Que la campaña tiene importancia para un partido tiene la prueba del nueve en valorar no la misma, sino cuál sería la situación si no se hiciera. Basta imaginar al Partido Popular o al PSOE sin hacer nada durante ese tiempo, sin presencia ni ante sus militantes ni ante el público, ni apariciones en los medios de comunicación, para observar que la autopromoción sí que cuenta.

Otra cosa es considerar si lograr nuevos votantes o sólo contribuyen a consolidar los que ya se tienen, pero en cualquier caso su ausencia si que puede significar el posible desvío de sufragios hacia otros sectores y, en consecuencia, una pérdida que puede traducirse en escaños y en mayorías de gobierno.
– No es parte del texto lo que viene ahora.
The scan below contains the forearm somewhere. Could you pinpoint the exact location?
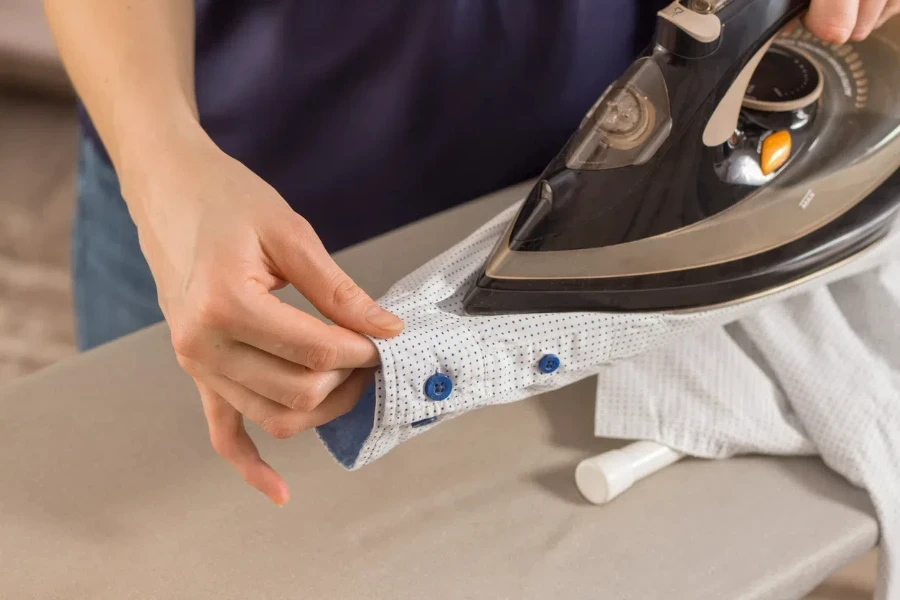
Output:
[44,0,202,192]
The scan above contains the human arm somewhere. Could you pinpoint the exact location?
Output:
[44,0,402,504]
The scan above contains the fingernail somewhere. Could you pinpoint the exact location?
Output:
[366,304,403,331]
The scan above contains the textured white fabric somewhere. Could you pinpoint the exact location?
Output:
[342,207,900,598]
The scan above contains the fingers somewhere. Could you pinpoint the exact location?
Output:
[203,369,371,440]
[216,344,353,411]
[261,215,403,338]
[804,0,860,44]
[231,293,378,371]
[850,0,887,42]
[171,281,378,371]
[194,379,290,506]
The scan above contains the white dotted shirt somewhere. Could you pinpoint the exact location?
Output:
[319,206,900,598]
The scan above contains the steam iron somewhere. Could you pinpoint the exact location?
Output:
[465,0,900,315]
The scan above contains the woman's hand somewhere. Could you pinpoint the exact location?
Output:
[122,126,403,505]
[804,0,900,44]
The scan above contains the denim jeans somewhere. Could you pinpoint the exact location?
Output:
[72,137,163,350]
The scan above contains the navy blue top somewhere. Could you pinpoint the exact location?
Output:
[82,0,665,251]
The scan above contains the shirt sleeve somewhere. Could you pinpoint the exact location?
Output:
[318,197,892,469]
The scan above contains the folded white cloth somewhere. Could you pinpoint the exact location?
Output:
[319,200,900,598]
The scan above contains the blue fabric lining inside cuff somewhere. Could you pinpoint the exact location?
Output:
[316,381,375,469]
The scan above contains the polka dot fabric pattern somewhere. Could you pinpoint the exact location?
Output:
[323,199,900,598]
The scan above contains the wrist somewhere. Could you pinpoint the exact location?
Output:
[110,105,213,210]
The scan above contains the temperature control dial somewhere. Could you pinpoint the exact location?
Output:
[743,45,823,112]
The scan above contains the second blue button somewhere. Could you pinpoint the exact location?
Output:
[538,354,559,374]
[425,373,453,400]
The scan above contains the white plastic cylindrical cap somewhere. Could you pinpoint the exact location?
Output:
[575,441,683,504]
[575,450,634,504]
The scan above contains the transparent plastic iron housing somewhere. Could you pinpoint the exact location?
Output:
[566,58,672,171]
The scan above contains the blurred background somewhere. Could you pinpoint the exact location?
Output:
[0,0,876,600]
[0,0,77,385]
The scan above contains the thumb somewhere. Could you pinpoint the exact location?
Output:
[263,215,403,338]
[803,0,859,44]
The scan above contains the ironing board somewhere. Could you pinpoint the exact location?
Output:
[0,184,878,600]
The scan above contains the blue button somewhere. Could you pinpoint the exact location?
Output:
[538,354,559,373]
[425,373,453,400]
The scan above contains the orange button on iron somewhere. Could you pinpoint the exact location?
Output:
[759,131,791,175]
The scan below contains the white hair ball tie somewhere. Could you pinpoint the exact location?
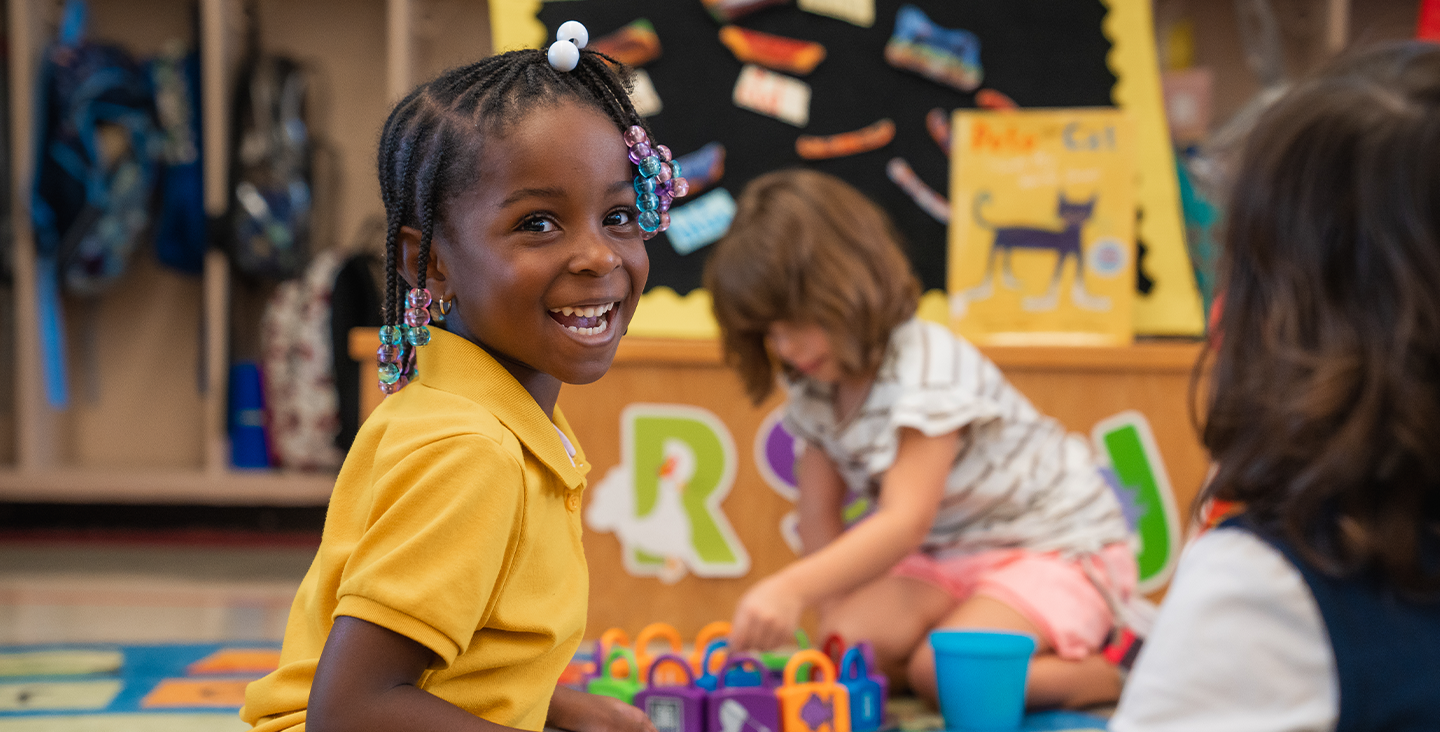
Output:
[546,20,590,72]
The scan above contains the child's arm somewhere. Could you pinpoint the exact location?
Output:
[795,444,845,556]
[730,428,965,650]
[315,615,655,732]
[305,615,508,732]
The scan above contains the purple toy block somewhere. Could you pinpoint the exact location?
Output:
[635,653,707,732]
[706,656,780,732]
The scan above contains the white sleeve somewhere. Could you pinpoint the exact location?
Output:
[1110,529,1339,732]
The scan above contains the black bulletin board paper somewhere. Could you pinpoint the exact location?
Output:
[539,0,1116,295]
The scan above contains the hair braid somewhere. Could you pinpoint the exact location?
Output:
[377,37,649,390]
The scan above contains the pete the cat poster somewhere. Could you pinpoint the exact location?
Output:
[948,110,1136,346]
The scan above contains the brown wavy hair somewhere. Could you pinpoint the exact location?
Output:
[1204,43,1440,594]
[704,169,920,403]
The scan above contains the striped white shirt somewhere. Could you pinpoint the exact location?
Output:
[785,318,1130,558]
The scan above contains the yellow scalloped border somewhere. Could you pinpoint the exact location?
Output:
[490,0,1205,339]
[490,0,546,53]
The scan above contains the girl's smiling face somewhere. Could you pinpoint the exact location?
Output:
[765,320,845,383]
[405,101,649,414]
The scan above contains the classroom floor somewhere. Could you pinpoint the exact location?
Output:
[0,535,318,646]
Por eso las estrategias de las campañas son también relevantes. Establecer cuál es la meta que se quiere conseguir, considerar a qué segmentos de votantes hay que dirigir los mensajes y el contenido subliminal de los mismos para que calen en el subconsciente y este a su vez impulse la voluntad e en las papeletas.
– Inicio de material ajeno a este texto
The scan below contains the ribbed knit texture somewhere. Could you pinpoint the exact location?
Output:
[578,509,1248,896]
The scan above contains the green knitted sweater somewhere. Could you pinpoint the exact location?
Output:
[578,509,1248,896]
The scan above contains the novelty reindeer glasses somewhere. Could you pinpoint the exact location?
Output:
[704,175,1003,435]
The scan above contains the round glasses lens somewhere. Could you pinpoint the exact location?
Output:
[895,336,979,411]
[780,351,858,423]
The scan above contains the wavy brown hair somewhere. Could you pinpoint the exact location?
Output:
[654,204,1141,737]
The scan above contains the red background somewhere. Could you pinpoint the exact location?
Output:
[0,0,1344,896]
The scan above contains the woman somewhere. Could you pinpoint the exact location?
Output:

En estas elecciones estamos viendo dos sistemas en los partidos mayoritarios (y un tercero en Coalición Canaria) y que parecen mejor desarrollados por los conservadores que por los socialistas, al menos según apuntan las encuestas que, da lo mismo que sean en El País, en el ABC, en La Vanguardia o el CIS, siguen ofreciendo las mismas tendencias, a la espera del definitivo pronunciamiento en las urnas.
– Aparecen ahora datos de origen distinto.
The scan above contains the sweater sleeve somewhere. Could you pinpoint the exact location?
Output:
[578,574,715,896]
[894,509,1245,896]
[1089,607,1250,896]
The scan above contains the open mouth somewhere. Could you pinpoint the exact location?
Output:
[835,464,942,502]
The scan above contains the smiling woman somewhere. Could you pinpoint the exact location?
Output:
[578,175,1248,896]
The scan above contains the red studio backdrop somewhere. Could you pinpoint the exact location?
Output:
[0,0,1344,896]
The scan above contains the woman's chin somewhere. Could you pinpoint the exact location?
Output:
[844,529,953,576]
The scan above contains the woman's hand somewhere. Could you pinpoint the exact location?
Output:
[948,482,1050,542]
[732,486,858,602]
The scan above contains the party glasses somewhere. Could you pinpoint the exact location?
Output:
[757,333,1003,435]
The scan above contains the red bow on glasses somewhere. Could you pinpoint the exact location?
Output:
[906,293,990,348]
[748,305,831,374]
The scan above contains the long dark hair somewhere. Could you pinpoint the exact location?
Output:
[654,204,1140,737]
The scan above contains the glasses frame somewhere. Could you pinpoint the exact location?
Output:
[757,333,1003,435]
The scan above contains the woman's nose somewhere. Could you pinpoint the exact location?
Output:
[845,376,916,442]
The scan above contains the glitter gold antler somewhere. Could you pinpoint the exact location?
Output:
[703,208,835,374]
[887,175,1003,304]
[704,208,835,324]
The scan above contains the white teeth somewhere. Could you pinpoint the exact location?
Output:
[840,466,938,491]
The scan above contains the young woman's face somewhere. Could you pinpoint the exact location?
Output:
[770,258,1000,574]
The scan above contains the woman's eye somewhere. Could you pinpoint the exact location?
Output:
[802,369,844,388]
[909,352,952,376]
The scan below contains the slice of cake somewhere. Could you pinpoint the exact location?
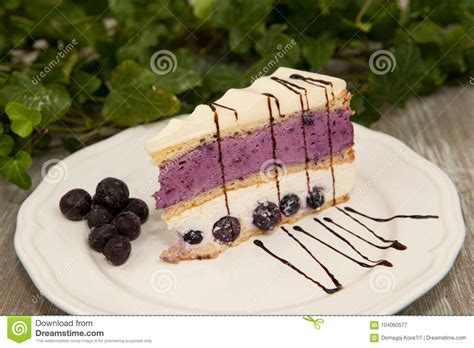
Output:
[146,68,355,262]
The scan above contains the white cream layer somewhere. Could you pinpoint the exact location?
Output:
[145,68,346,154]
[166,162,355,248]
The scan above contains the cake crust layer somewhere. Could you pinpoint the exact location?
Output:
[160,194,349,263]
[162,147,355,221]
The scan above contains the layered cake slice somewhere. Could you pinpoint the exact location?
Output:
[146,68,355,262]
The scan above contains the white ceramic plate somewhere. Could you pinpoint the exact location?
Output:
[15,122,465,314]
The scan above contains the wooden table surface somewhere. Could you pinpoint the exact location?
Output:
[0,85,474,315]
El PP está transmitiendo un mensaje que al parecer intenta dar una ilusión colectiva, que se plasma en la palabra “Súmate…”, con el añadido de la aspiración de que las cosas tomen otro rumbo, con la continuación de “…al cambio”. Es una comunicación positiva. Por el contrario el PSOE quizás está haciendo mucho énfasis en reclamar que “no se vote al PP”, casi con mayor intensidad con que reclama el sufragio para sí, lo cual contiene una reclamación negativa: “no hagas esto”. Seguramente lo habrán valorado sus estrategas, pero en principio parece generar dudas sobre la simpatía de una demanda imperativa contra otros.

Por lo que se refiere a Coalición Canaria sometida a la pinza de la mayor presencia comunicacional del PSOE y PP y el protagonismo de su dualidad, se ha situado en el hueco de la canariedad, sin demasiado énfasis en las ideologías, para intentar “pescar” a un lado y a otro. Lo tiene difícil, porque tradicionalmente en las elecciones generales los partidos locales pierden votos a favor de los nacionales, pero su reivindicación, basada en el trabajo desarrollado y en ser “la voz de Canarias en Madrid” (los otros diputados también son canarios, pero “no hablan”) puede tal vez generar un acicate para mantener la fidelidad de los votantes anteriores y sostener sus escaños, que, sinceramente, parece que es a lo más que pueden aspirar en estos momentos como tercero en una fuerte confrontación a dos.